Наблюдатели молчали. Каждый из них был врачом высочайшей квалификации. Каждый из них как минимум не уступал профессору. И для них, умелых и опытных докторов, поставить диагноз было легкой задачей. Гораздо более легкой, чем сказать о нем Кабаридзе.
— Ты даешь девочке эрлийские препараты, — тихо сказала Олеся. — Я уловила их влияние.
— Если бы не эти средства, Маша уже была бы прикована к постели, — отозвался профессор.
— Это так, — согласилась женщина. — Но долго так продолжаться не будет.
— Концентрация увеличена до предела, — буркнул брат Ляпсус. — Еще пара дней, максимум, и ее организм перестанет воспринимать препарат.
— Можно будет перейти на более мощный бальзам, — рассеянно заметила Олеся. — Сейчас я как раз работаю над одним средством.
— Еще месяц, — пожал плечами эрлиец.
— Мы говорим не о том, — снова вздохнула Екатерина Федоровна. Старуха перевела взгляд на поникшего Кабаридзе. — Реваз должен услышать наше мнение, а не споры на тему, насколько можно продлить угасание.
— Угасание? — Лицо профессора исказилось.
— Да, Реваз. — Было видно, что старухе больно произносить эти слова, но она старалась выдерживать суховатый тон. — Таково мое заключение. Любые методы, которые можно применить в данном случае, лишь продлят ей жизнь, но не спасут. Маша обречена.
Слово было произнесено. Первое слово. Первое страшное слово. Оставались еще два наблюдателя, но, судя по их лицам, добавить им было нечего.
— Как давно ты с ней знаком? — спросила Екатерина Федоровна.
— Полгода. Чуть больше.
— Тебе не в чем себя винить, Реваз, — тихо добавила старуха. — Полгода… Ты сразу посадил ее на эрлийские препараты?
— Почти сразу.
— Ты подарил ей эти полгода, Реваз. Максимум, что ты мог сделать. Ее болезнь прогрессирует слишком давно.
Можно было не продолжать, но Кабаридзе все равно перевел взгляд на Олесю. Он хотел своими ушами услышать мнение каждого. Он еще надеялся на чудо. Он еще цеплялся за соломинку, в расчете услышать слова надежды, но… Женщина покачала головой.
— Безнадежно.
Теперь Кабаридзе смотрел на брата Ляпсуса. Смотрел спокойно, но его пальцы уже не выстукивали дробь по столешнице. Они дрожали. Эрлиец потер кончик носа и осторожно начал:
— Реваз, девушка действительно имеет все данные, чтобы стать великолепным Целителем. То, что она не знает о Тайном Городе, ничего не меняет: в данном случае Московская обитель согласилась бы на нарушение режима секретности и вылечила бы ее.
— Согласилась бы, — обреченно выдохнул Кабаридзе.
— Да, — спокойно и ясно ответил брат Ляпсус. — Мне крайне жаль это говорить, но я вынужден согласиться с выводами Олеси и Екатерины Федоровны. Болезнь Маши на последней стадии. У нее поражен практически весь организм: кровь, кости, внутренние органы, спинной мозг. Мне проще сказать, что у нее не заражено. Ты это знаешь не хуже меня, Реваз.
— Да, но я думал…
— Безнадежно. — Эрлиец отвернулся. — Даже нашими методами мы не сможем вытащить девушку.
— А полгода назад?
— Даже два года назад мы бы вряд ли согласились провести курс лечения. Честно говоря, меня удивляет, что она прожила так долго.
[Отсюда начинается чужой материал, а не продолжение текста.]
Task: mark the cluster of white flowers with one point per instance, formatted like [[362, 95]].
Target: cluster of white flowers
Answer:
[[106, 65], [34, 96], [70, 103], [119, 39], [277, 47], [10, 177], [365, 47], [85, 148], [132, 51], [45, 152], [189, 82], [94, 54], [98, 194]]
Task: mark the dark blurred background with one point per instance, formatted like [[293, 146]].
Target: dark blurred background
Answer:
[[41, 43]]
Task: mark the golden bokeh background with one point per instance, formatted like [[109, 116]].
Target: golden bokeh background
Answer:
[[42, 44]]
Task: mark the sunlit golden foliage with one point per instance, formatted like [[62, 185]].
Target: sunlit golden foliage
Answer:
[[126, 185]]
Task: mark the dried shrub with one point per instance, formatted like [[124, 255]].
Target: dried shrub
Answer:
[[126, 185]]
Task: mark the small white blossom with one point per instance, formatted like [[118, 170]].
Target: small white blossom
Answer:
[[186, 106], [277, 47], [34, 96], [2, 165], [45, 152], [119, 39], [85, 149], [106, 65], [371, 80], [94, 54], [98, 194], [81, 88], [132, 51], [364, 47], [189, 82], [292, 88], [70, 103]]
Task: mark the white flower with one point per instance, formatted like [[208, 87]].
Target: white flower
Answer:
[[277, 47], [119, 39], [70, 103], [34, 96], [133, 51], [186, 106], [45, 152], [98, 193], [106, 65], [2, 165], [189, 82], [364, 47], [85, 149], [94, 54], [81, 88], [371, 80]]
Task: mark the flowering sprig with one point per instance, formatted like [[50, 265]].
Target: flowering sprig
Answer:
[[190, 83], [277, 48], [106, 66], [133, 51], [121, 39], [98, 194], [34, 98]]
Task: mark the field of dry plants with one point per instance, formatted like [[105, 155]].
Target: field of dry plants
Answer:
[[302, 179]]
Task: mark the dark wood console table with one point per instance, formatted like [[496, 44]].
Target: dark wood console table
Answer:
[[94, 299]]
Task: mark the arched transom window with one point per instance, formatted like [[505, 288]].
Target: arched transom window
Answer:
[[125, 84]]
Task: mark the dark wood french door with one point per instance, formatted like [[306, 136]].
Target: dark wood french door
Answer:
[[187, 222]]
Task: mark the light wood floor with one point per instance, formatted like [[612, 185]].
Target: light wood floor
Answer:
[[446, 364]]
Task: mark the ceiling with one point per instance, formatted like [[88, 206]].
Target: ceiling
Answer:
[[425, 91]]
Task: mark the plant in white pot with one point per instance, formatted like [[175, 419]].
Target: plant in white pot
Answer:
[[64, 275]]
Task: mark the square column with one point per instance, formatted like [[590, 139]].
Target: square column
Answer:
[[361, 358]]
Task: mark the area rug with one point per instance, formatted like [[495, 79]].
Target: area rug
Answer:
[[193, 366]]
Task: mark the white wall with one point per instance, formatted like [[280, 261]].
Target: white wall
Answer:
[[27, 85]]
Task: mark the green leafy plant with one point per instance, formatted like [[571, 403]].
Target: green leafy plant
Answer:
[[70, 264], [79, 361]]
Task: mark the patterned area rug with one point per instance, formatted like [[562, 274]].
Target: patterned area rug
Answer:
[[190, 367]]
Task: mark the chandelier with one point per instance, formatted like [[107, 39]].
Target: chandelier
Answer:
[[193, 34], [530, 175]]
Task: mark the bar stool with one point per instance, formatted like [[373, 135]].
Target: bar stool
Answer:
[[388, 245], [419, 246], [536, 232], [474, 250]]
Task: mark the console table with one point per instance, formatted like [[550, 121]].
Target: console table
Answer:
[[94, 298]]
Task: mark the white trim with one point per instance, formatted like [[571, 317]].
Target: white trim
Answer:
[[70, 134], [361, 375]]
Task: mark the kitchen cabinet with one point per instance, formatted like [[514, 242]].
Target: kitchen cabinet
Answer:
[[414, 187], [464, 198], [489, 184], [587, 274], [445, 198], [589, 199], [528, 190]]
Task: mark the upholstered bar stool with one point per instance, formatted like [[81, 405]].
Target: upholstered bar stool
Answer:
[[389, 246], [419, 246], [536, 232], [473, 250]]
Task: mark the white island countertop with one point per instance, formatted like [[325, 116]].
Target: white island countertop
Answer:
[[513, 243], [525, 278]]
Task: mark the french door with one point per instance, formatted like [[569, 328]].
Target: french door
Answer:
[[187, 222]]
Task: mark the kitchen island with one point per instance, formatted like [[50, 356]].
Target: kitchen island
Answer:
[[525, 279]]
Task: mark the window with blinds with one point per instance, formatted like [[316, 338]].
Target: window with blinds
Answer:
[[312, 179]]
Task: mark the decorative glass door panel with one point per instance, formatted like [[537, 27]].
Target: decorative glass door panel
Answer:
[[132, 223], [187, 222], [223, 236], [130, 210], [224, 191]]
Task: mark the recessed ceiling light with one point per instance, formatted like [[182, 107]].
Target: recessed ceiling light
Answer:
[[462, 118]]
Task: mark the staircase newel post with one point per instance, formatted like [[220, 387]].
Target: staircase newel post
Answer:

— Но я думал… хотя бы попытаться?
— Реваз, — угрюмо произнес Ляпсус, — моя семья занимается медициной больше ста тысяч лет. Для нас нет тайн и загадок, и мы знаем, когда имеет смысл браться за лечение, а когда нет. Московская обитель не в состоянии помочь Маше. Слишком поздно.
* * *
Они не стали задерживаться в кабинете. Они хорошо знали Кабаридзе и понимали, что ему надо побыть одному. Старуха ушла молча, брат Ляпсус крепко пожал профессору руку, и только Олеся, дождавшись, когда остальные наблюдатели выйдут, не стала прощаться, а, подойдя к столу, заглянула в глаза Кабаридзе.
— Маша действительно так важна для тебя, Реваз?
— Мне тяжело обсуждать это… с тобой, — глухо ответил профессор.
— Ты сам меня позвал.
— Я просил диагноз. — Кабаридзе отвел взгляд. — Не мучай меня, Олеся.
— Мне тяжело видеть тебя в таком состоянии, Реваз, — негромко произнесла женщина. — Я хочу помочь. Просто помочь.
Она провела ладонью по щеке профессора, и Кабаридзе накрыл ее своей рукой.
— Мне чертовски тяжело, Леся, чертовски. Прости меня, прости, что я позвал тебя ради Маши.